El intenso calor, a pesar de su molestia, servía para relajar la desmesurada tensión en el ambiente, la desconfianza y recelos se palpaban por doquier. La voz de fondo predominante era la del párroco, eso sí, los cuchicheos daban lugar a un homogéneo murmullo, cual acompañamiento coral. Como siempre, las fiestas patronales no estaban presididas por la virgen a la que se veneraba, sino por disputas y múltiples rencores. Porque al fin y al cabo, lo queramos reconocer o no, lamentablemente aún existen lares donde se gesta lentamente otro renovado Puerto Hurraco.
A la salida de la eucaristía la banda comenzó a tocar los tradicionales pasodobles. Y tras ellos aprendices y veteranos, con su corte de alcahuetes respectivos. Sujetos que cantarán mil loas o se arrastrarán por el fango, con tal de lograr para sí la dádiva prometida.
Resulta, según se mire, bastante gracioso o triste. Si el que te empleaba antaño, ahora ya no estaba, de omnipotente prohombre cubierto de máximas virtudes pasaba a criatura monstruosa a la que se le atribuyen todo tipo de males. El poder de transformación que conferían los lisonjeros superaba a cualquier leyenda mitológica.
Gracias a supuestos intereses, los enemigos de ayer eran casi hermanos hoy. Aunque para mantener en cierto grado las apariencias, procuraban no dejarse ver juntos en demasía. Olvidando injurias vertidas en otros tiempos contra propios y extraños, contestadas en aquel momento a modo de promesas eternas, consistentes básicamente en jamás otorgar el perdón. Esa clásica ristra de estridentes grandilocuencias que se lanzan al viento y que la brisa erosiona con suma facilidad. Hay quien cuenta incluso que en estas historias siempre cohabita un padrino, y como tal es mentado reiterativamente por sus favorecidos.
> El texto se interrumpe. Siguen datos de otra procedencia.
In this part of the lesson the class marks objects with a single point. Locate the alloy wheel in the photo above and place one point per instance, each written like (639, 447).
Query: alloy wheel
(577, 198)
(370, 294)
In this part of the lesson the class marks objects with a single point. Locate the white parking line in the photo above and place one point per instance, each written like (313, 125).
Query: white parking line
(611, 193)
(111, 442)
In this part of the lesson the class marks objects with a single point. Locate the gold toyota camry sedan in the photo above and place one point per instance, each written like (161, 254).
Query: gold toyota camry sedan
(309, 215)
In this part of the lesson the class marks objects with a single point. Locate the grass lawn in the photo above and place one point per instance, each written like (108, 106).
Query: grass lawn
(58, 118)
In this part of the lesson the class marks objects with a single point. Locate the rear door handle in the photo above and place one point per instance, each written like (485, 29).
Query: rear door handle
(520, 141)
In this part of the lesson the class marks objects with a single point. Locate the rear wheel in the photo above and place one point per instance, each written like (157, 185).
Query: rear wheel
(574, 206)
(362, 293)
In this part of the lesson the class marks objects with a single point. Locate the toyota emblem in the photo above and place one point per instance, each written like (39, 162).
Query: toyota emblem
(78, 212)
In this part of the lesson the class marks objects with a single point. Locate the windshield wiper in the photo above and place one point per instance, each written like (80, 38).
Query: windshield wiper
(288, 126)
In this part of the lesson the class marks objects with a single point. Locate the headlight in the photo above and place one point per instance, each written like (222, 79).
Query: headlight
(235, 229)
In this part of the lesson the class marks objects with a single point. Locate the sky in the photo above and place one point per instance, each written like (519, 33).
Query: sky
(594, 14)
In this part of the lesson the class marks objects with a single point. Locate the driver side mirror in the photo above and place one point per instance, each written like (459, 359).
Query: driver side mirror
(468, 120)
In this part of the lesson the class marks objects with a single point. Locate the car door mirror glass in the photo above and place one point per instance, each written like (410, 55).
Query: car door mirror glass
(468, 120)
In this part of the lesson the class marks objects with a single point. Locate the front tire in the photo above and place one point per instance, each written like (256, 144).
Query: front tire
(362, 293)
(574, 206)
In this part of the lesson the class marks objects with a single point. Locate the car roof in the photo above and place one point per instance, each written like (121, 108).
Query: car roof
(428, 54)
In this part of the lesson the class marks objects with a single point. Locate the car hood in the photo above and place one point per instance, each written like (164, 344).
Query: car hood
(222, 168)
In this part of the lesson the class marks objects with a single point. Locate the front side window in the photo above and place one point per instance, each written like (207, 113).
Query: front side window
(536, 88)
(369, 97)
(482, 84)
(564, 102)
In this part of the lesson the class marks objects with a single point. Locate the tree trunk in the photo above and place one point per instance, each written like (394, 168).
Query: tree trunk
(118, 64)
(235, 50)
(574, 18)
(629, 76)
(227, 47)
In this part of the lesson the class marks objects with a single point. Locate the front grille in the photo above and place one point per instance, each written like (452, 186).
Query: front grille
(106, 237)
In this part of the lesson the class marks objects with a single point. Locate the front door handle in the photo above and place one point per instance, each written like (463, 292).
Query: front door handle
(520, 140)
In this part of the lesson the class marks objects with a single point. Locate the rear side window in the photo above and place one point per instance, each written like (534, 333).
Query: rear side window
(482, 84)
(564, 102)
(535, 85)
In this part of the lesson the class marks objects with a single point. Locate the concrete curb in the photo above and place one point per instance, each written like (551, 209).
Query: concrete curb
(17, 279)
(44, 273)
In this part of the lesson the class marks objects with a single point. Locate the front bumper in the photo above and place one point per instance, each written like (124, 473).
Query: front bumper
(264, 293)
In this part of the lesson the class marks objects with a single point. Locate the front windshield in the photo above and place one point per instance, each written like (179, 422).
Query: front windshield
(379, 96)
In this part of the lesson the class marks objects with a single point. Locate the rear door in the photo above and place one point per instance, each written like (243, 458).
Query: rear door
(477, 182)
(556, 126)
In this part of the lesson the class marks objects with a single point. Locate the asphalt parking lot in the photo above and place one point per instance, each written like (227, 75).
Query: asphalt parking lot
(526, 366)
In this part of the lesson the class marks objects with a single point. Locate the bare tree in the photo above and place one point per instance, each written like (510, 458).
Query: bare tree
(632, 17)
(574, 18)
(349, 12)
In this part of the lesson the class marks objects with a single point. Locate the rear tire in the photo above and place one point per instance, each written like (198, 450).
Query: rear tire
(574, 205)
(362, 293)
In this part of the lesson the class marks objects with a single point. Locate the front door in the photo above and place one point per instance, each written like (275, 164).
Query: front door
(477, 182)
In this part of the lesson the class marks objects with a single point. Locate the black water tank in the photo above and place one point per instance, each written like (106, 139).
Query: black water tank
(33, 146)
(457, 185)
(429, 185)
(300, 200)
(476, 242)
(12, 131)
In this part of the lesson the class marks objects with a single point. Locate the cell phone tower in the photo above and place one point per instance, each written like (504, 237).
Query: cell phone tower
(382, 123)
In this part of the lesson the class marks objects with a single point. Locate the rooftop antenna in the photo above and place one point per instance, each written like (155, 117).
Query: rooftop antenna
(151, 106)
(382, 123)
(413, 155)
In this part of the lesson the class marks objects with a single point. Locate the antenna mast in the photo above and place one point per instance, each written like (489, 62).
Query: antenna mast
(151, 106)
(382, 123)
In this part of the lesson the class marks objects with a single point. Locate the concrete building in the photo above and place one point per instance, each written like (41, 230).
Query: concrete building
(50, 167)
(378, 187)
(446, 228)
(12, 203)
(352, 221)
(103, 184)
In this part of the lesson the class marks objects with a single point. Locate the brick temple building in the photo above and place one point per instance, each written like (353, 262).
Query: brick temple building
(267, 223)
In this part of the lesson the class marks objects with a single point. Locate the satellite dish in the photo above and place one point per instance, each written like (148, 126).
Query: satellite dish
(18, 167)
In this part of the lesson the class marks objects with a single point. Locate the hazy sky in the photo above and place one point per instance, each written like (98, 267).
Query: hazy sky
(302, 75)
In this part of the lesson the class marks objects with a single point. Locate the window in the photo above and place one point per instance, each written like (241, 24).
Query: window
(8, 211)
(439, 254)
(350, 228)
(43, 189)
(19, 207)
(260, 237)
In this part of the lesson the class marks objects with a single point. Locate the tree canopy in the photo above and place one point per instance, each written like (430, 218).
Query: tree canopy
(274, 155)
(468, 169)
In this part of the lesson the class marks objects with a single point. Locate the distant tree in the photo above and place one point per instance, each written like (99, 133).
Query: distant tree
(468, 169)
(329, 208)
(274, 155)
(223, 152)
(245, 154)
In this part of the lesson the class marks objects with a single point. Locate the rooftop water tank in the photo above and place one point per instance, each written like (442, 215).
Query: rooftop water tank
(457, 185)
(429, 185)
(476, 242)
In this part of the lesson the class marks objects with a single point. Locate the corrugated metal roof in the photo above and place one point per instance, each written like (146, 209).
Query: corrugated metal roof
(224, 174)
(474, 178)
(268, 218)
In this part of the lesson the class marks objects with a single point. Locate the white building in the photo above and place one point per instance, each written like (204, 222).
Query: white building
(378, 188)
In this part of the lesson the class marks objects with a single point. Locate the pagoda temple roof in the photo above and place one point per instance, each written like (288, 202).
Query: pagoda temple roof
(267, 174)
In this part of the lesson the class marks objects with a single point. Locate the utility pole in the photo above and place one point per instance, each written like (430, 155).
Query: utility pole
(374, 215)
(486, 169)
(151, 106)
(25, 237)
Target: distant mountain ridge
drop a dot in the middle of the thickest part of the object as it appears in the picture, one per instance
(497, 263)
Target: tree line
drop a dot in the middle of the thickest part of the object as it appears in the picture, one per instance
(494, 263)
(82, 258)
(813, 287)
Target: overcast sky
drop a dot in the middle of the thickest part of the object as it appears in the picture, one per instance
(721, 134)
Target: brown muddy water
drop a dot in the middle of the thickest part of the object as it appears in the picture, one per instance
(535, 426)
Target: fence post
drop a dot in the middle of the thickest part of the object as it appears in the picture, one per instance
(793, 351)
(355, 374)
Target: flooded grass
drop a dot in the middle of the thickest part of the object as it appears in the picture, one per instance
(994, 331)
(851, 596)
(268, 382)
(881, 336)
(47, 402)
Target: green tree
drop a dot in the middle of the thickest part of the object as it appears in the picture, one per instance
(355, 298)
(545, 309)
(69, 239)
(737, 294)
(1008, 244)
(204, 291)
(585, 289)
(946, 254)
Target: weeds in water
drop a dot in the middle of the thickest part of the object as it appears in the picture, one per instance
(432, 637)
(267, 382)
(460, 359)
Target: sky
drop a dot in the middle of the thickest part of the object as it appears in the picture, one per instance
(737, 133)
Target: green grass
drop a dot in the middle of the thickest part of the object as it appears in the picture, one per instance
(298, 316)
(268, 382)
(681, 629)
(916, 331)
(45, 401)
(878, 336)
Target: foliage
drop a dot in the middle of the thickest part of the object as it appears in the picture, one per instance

Y allí estaban ellos en el centro de la plaza con exagerados y falsos abrazos. Hipocresía en estado puro. Con conversaciones huecas y vacías, repletas de subliminales mensajes. Quedando delatados inevitablemente por su lenguaje no verbal. Mientras hablaban del tiempo se frotaban las manos, relamiéndose ya por los pingües beneficios. Se tocaban la oreja o nariz, trasladándole por consiguiente al receptor la emisión de una burda mentira más. Total, entre tantas, de seguro que pasaba desapercibida.
Poco a poco se fue yendo la gente. Y allí de pié, pensé en lo que hace años me dijo un buen señor: «para lograr abrirse paso en un sitio, se ha de conocer primero lo que hay alrededor del camino». Y ahora afirmo que este lugar tiene todavía mucho que enseñar y mostrar. Una historia subyacente repleta de: odios, desilusiones y confabulaciones.